List of all datasets:

 ['7zip', 'airports', 'annual-precip', 'anscombe', 'barley', 'birdstrikes', 'budget', 'budgets', 'burtin', 'cars', 'climate', 'co2-concentration', 'countries', 'crimea', 'disasters', 'driving', 'earthquakes', 'ffox', 'flare', 'flare-dependencies', 'flights-10k', 'flights-200k', 'flights-20k', 'flights-2k', 'flights-3m', 'flights-5k', 'flights-airport', 'gapminder', 'gapminder-health-income', 'gimp', 'github', 'graticule', 'income', 'iowa-electricity', 'iris', 'jobs', 'la-riots', 'londonBoroughs', 'londonCentroids', 'londonTubeLines', 'lookup_groups', 'lookup_people', 'miserables', 'monarchs', 'movies', 'normal-2d', 'obesity', 'ohlc', 'points', 'population', 'population_engineers_hurricanes', 'seattle-temps', 'seattle-weather', 'sf-temps', 'sp500', 'stocks', 'udistrict', 'unemployment', 'unemployment-across-industries', 'uniform-2d', 'us-10m', 'us-employment', 'us-state-capitals', 'volcano', 'weather', 'weball26', 'wheat', 'windvectors', 'world-110m', 'zipcodes']


In [4]:
# Only the .json datasets are of interest to us, therefore we filter out datasets of different file types.

datasets = []
for dataset in datasets_:
    try:
        path = getattr(data, dataset).filepath
        if path.endswith(".json"):
            datasets.append(dataset)
    except (AttributeError, ValueError):
        continue
        
print("Available datasets:", datasets)

Available datasets: ['anscombe', 'barley', 'burtin', 'cars', 'crimea', 'driving', 'iris', 'ohlc', 'wheat']

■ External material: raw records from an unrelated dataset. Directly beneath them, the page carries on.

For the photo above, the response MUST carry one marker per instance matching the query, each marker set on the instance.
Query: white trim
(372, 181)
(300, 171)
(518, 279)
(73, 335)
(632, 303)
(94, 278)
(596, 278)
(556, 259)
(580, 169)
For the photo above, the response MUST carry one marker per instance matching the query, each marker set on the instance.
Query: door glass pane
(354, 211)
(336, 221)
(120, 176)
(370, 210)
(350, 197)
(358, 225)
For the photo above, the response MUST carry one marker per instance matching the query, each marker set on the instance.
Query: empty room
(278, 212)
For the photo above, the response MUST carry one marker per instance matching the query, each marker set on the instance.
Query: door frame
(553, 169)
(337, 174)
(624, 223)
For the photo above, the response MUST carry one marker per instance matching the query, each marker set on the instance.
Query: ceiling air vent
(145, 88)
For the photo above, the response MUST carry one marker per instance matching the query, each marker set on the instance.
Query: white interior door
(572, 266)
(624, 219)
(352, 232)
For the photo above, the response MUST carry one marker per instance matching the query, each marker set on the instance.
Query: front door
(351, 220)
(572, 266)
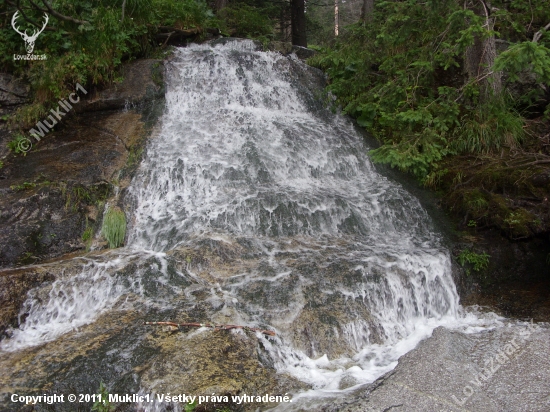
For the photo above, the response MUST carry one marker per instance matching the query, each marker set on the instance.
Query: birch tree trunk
(298, 23)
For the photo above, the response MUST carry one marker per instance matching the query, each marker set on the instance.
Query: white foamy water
(342, 262)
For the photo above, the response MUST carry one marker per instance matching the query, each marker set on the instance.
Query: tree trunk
(481, 55)
(366, 10)
(336, 18)
(298, 21)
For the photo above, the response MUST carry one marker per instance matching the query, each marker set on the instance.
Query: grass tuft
(114, 227)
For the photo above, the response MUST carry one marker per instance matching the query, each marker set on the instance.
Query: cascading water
(251, 173)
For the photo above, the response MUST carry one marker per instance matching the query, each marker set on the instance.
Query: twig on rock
(212, 326)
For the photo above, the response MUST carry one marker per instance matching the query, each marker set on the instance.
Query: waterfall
(256, 193)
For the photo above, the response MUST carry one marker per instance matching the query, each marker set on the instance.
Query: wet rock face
(506, 369)
(13, 91)
(50, 196)
(14, 285)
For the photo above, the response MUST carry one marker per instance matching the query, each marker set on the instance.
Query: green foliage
(18, 144)
(400, 75)
(477, 261)
(89, 53)
(114, 227)
(88, 235)
(490, 127)
(243, 20)
(103, 405)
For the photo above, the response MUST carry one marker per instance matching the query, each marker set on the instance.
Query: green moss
(114, 227)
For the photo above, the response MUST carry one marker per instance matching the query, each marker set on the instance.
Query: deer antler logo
(29, 40)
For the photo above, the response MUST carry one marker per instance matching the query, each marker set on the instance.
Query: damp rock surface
(503, 370)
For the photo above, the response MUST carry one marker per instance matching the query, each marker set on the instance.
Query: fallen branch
(212, 326)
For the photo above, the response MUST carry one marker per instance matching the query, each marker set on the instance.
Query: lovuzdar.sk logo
(29, 39)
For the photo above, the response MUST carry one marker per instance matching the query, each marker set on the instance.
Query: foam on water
(248, 158)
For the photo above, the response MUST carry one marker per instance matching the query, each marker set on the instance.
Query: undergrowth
(114, 227)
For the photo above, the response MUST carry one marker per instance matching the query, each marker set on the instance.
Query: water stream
(256, 205)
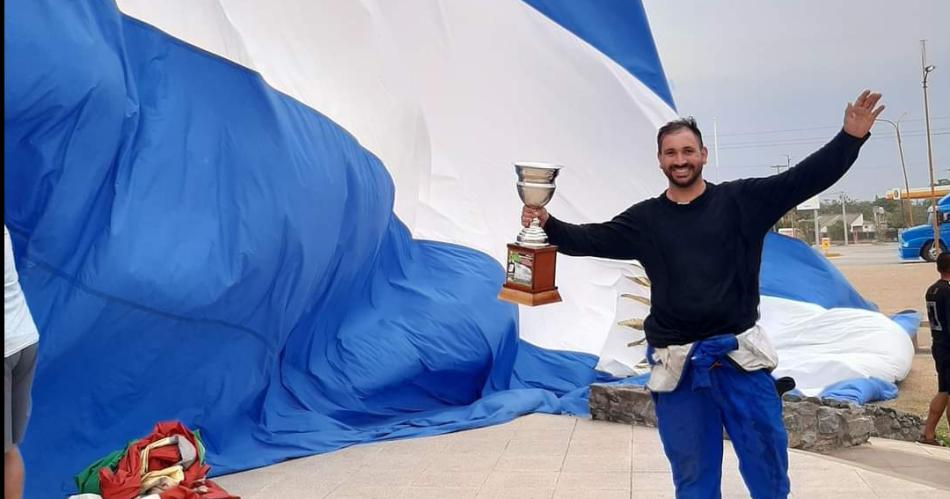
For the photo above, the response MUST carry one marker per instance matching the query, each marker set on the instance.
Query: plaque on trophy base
(529, 276)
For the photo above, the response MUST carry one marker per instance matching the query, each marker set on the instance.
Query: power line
(805, 129)
(813, 140)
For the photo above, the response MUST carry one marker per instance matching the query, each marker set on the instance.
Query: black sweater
(703, 257)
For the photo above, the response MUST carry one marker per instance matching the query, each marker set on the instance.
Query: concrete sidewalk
(544, 456)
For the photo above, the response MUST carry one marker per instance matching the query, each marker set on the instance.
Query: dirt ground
(895, 287)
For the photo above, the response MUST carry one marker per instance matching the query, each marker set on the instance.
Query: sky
(775, 77)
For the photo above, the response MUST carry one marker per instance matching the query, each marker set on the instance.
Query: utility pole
(716, 148)
(908, 209)
(778, 169)
(936, 249)
(844, 219)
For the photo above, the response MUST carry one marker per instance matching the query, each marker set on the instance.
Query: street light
(935, 248)
(908, 212)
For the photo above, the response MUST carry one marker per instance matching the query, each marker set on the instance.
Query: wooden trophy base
(529, 276)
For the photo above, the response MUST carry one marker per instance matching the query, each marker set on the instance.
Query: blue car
(918, 242)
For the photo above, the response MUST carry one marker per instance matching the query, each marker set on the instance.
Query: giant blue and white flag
(281, 222)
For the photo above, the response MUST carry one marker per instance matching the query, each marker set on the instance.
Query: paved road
(550, 457)
(869, 254)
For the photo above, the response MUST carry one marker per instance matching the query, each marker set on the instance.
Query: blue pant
(711, 394)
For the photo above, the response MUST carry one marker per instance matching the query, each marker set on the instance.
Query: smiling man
(701, 246)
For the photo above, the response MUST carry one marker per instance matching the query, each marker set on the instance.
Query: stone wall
(812, 423)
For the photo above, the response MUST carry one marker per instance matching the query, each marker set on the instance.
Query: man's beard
(694, 176)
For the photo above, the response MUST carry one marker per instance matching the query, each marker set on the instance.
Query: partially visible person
(938, 312)
(20, 339)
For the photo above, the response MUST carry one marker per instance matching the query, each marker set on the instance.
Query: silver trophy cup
(536, 188)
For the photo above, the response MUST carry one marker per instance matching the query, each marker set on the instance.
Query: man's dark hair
(943, 263)
(675, 126)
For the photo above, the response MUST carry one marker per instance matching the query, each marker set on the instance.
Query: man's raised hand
(860, 115)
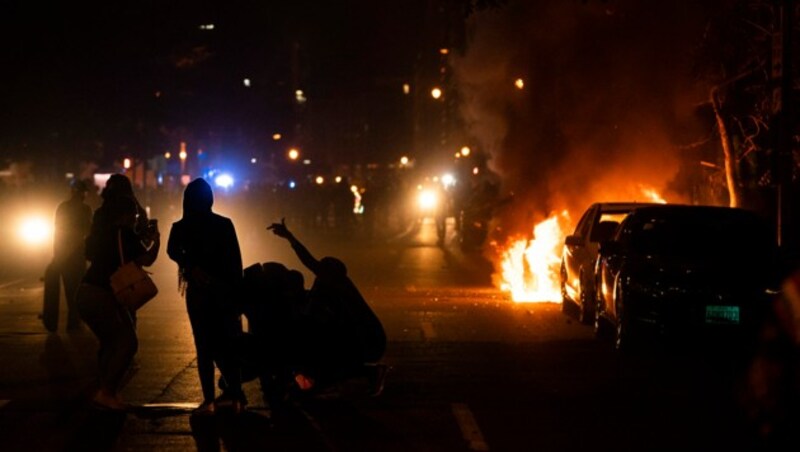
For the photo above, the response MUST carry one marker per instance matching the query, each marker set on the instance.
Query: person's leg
(72, 274)
(117, 340)
(200, 319)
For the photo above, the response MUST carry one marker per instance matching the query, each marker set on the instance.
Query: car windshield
(706, 232)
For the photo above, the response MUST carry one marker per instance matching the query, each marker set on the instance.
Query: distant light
(224, 181)
(448, 180)
(35, 230)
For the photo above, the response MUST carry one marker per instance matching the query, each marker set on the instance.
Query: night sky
(137, 74)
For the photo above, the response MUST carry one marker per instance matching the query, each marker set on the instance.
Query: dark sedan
(684, 271)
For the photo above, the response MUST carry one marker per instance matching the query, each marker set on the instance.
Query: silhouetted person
(338, 331)
(72, 224)
(111, 322)
(206, 249)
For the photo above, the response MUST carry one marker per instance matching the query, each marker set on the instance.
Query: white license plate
(728, 315)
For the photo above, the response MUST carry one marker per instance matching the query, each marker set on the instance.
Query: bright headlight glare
(427, 199)
(34, 230)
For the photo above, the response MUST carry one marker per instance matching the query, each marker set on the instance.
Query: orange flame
(652, 195)
(530, 268)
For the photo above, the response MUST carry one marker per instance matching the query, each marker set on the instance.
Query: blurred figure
(72, 224)
(772, 390)
(113, 324)
(338, 333)
(206, 249)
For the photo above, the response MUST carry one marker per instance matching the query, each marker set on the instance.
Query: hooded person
(206, 249)
(340, 332)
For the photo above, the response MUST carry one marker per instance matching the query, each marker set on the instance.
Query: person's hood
(197, 198)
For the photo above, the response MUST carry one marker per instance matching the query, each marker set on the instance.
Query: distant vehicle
(579, 255)
(685, 271)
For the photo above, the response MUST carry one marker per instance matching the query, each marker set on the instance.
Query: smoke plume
(606, 90)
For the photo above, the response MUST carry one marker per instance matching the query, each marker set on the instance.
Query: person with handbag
(206, 249)
(111, 243)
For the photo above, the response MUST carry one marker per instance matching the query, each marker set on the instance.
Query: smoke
(606, 91)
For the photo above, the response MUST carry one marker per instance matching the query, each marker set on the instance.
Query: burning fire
(530, 268)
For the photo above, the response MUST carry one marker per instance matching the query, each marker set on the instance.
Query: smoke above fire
(606, 93)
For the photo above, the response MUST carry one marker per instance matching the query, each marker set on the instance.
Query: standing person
(206, 249)
(341, 332)
(72, 224)
(111, 322)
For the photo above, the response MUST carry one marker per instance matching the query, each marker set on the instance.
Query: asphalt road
(470, 370)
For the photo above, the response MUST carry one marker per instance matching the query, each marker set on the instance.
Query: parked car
(579, 255)
(685, 271)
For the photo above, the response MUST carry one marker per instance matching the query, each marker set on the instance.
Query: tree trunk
(731, 176)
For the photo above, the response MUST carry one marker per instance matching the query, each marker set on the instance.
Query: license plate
(722, 314)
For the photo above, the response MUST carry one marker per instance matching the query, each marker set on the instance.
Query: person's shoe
(205, 409)
(104, 401)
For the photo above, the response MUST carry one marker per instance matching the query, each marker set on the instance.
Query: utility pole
(783, 110)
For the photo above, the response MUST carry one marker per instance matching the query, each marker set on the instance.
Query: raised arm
(302, 252)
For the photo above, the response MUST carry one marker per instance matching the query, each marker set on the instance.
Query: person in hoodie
(206, 249)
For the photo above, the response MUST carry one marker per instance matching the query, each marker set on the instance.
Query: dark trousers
(215, 327)
(72, 271)
(114, 327)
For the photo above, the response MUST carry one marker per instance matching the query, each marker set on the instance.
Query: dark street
(470, 370)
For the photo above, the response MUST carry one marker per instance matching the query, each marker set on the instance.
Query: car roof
(623, 206)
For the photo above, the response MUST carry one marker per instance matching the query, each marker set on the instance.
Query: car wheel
(624, 334)
(601, 329)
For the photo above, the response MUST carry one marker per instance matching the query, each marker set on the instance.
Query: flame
(530, 268)
(652, 195)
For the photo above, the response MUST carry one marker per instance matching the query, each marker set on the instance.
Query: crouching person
(338, 335)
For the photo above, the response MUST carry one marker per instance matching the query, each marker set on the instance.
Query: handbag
(131, 284)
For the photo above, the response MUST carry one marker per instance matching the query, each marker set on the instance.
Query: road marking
(469, 427)
(9, 284)
(427, 331)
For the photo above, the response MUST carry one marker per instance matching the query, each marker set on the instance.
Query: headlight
(34, 230)
(427, 200)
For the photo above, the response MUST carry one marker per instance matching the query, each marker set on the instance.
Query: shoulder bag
(131, 284)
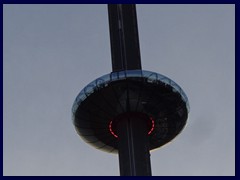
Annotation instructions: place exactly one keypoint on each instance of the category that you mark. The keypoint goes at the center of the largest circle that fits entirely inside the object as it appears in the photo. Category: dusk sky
(51, 52)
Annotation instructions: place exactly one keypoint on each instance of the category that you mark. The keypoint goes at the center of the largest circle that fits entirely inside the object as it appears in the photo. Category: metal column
(134, 156)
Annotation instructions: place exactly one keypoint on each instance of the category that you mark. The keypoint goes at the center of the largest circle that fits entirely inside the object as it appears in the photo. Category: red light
(153, 125)
(111, 131)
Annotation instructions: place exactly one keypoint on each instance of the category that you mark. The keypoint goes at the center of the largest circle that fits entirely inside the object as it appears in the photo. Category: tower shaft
(124, 37)
(133, 145)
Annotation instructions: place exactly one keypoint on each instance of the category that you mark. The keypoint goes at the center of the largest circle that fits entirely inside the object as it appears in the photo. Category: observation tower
(129, 111)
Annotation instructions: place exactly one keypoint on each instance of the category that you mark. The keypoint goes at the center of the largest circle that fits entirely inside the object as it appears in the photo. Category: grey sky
(52, 51)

All datasets with file extension .json have been copied to a folder called "datasets".

## Iris Dataset

This classic dataset contains lengths and widths of petals and sepals for 150 iris flowers, drawn from three species. It was introduced by R.A. Fisher in 1936.

In [5]:
rel_path = "datasets_test"

try:
    os.chdir(rel_path)
except:
    pass

In [6]:
x = "sepalLength"
y = "sepalWidth"

In [7]:
# original iris dataset

iris_test_original = None
with open("iris_test.json", 'r') as f:
    data = json.load(f)
    iris_test_original = pd.DataFrame(data)

In [8]:
alt.Chart(iris_test_original).mark_point().encode(
    x=x,
    y=y,
    color='species',
).interactive()

In [9]:
# modified iris dataset
percentage = 60

iris_test_modified = None
with open(f"iris_test{percentage}.json", 'r') as f:
    data = json.load(f)
    iris_test_modified = pd.DataFrame(data)

In [10]:
alt.Chart(iris_test_modified).mark_point().encode(
    x=x,
    y=y,
    color='species',
).interactive()

In [11]:
# This Altair Visualization offers an option "View Compiled Vega"
# This source code will later serve to compare two visualizations!